D’altra parte, alla domanda se raccomanderebbero di comperare un’automobile della stessa marca come quella che loro hanno attualmente, in funzione del suo livello di soddisfazione, gli utenti hanno favorito la Honda, la Subaru, l’Audi e la Jaguar come marche più raccomandate. Lo studio dell’OCU ha preso in considerazione il numero di danni negli ultimi dodici mesi che hanno riportato le auto delle persone che hanno partecipato all’indagine, escludendo quelli causati da incidenti, che inoltre sono analizzati in funzione dell’incidenza della sicurezza della macchina. Il documento segnala che uno su tre conducenti ha subito un danno alla sua auto, mentre il 16% ha avuto ‘l’auto in panne’, con una media di 300 EURO di spese annuali nelle autofficine. Per quanto riguarda le cause di questi problemi, l’impianto elettrico dell’automobile è il campo che concentra di più i danni, con il 21%, posizionandosi davanti ai freni, con l’11%; la gestione elettronica del motore, con il 10%; l’albero a camme e la sospensione, con l’8%; l’alimentazione, con l’8%, o il motore, con il 7%.

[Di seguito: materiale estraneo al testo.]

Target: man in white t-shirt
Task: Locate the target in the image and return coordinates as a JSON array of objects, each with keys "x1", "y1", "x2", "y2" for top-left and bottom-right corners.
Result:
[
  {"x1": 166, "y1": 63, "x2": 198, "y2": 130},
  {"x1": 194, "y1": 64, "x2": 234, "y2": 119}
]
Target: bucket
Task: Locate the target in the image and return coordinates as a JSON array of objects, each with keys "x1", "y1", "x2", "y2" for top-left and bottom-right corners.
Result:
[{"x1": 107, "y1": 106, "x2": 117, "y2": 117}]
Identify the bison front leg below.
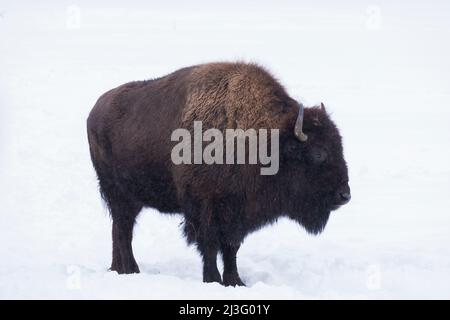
[199,245,222,283]
[221,243,245,287]
[110,203,140,274]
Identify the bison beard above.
[87,63,350,286]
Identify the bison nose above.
[339,192,352,204]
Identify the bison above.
[87,62,350,286]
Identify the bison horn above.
[294,103,308,142]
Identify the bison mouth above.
[330,204,342,211]
[298,210,331,235]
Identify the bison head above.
[280,104,350,234]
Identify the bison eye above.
[311,148,328,164]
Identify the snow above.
[0,1,450,299]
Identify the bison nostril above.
[339,192,351,202]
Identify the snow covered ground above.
[0,0,450,299]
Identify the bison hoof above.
[203,271,222,283]
[223,273,245,287]
[109,264,140,274]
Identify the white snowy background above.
[0,0,450,299]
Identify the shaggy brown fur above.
[88,63,350,286]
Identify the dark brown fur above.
[88,63,349,285]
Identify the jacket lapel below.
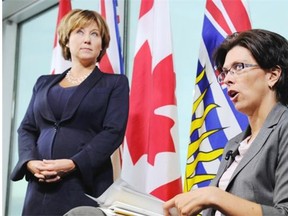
[227,103,284,188]
[61,67,103,122]
[39,70,68,122]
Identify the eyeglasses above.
[217,62,258,83]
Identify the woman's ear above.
[267,65,282,89]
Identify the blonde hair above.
[57,9,110,62]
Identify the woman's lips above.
[228,90,239,102]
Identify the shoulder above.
[102,72,128,85]
[34,74,61,89]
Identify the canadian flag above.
[121,0,182,201]
[51,0,72,74]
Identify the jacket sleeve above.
[261,115,288,216]
[71,75,129,189]
[10,77,41,181]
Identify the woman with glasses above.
[164,29,288,216]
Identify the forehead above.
[73,20,99,30]
[223,46,254,67]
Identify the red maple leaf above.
[126,41,176,165]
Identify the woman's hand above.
[27,159,76,183]
[163,187,220,216]
[163,186,262,216]
[41,159,76,178]
[27,160,57,182]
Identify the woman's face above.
[223,46,272,115]
[67,23,102,65]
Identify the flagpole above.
[123,0,129,75]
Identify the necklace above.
[65,70,91,85]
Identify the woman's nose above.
[84,34,91,43]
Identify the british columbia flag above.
[184,0,251,191]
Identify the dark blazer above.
[203,103,288,216]
[11,67,129,215]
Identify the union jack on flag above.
[99,0,124,74]
[184,0,251,191]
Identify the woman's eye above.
[76,29,83,34]
[234,63,243,71]
[91,32,99,37]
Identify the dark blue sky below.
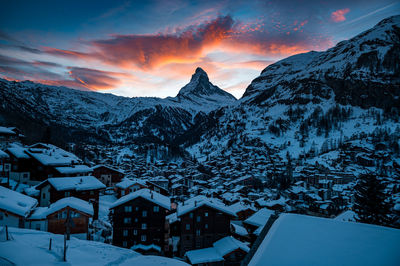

Danni nel periodo di garanzia

Infine, l’OCU ricorda che i danni subiti durante il periodo di garanzia devono essere riparati gratuitamente da parte del produttore. Questa garanzia è di due anni per una macchina nuova, di un anno per un veicolo di seconda mano e di sei mesi se viene acquistato di seconda mano da un privato.Tuttavia, molti di questi danni hanno luogo fuori del periodo legale di garanzia e per alcuni di loro la responsabilità ricade sul produttore se sono causati da un difetto di fabbrica. Per individuare questi possibili danni, l’OCU ha messo a disposizione dei consumatori un questionario nel suo web, allo scopo di compilare un form sui difetti più comuni in alcuni modelli di auto. In questo modo, è possibile rilasciare informazioni sui danni alle auto per fornire un eventuale reclamo collettivo.